The drive train 112 may include any number of intermediate
components between the drill bit 114 and the motor 110 so long as
the torque from the motor 110 is transferred to the drill bit
114.
[0026] The drive train 112 may be configured to continuously
transfer torque to the drill bit 114 when the motor 110 is rotating
in an embodiment. Further, the drive train 112 may be configured to
selectively transfer rotation to the bent housing 116, as will be
described in more detail below. In an alternative embodiment, the
drive train 112 may be configured to selectively disengage from the
motor 110, and/or the drill bit 114 in order to halt drilling
operations if necessary.
[0027] The drill bit 114 may be any tool configured to remove rock,
soil, sand, and like while boring the wellbore 100. The drill bit
114 may be any suitable type of drill bit including, but not
limited to, a roller cone bit, a polycrystialline diamond compact
(PDC) drill bit, a coring bit, a drag bit and the like.
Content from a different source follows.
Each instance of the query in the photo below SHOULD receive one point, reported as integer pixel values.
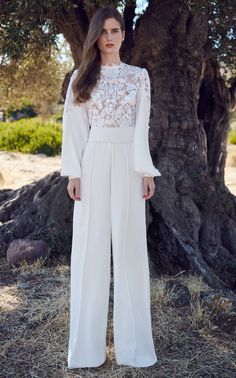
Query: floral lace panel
(113, 100)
[0028] The bent housing 116 may be configured to direct the path of
the wellbore 100 during directional drilling operations. The bent
housing 116 typically has a slight angled bend .THETA.. When the
bent housing 116 is held in a rotationally stationary position the
wellbore 100 will be drilled at a slight angle, from the direction
of the conveyance 106. Thus, as drilling is continued with the bent
housing 116 in one rotational position, the wellbore 100 will be
directed, or deviated, in one direction. To drill in another
direction, the bent housing 116 may be rotated relative to the
longitudinal axis of the conveyance 106 to a second position. The
operator may then drill in the second direction in a similar manner
as described above. To drill in a substantially straight line, the
bent housing 116 may be rotated while rotating the drill bit 114,
thereby continuously changing the direction the drill bit 114
drills. The continuous directional change of the drill bit 114
causes the drill bit 114 to bore, or drill out, a larger diameter
wellbore corresponding to the rotation of the bent housing 116.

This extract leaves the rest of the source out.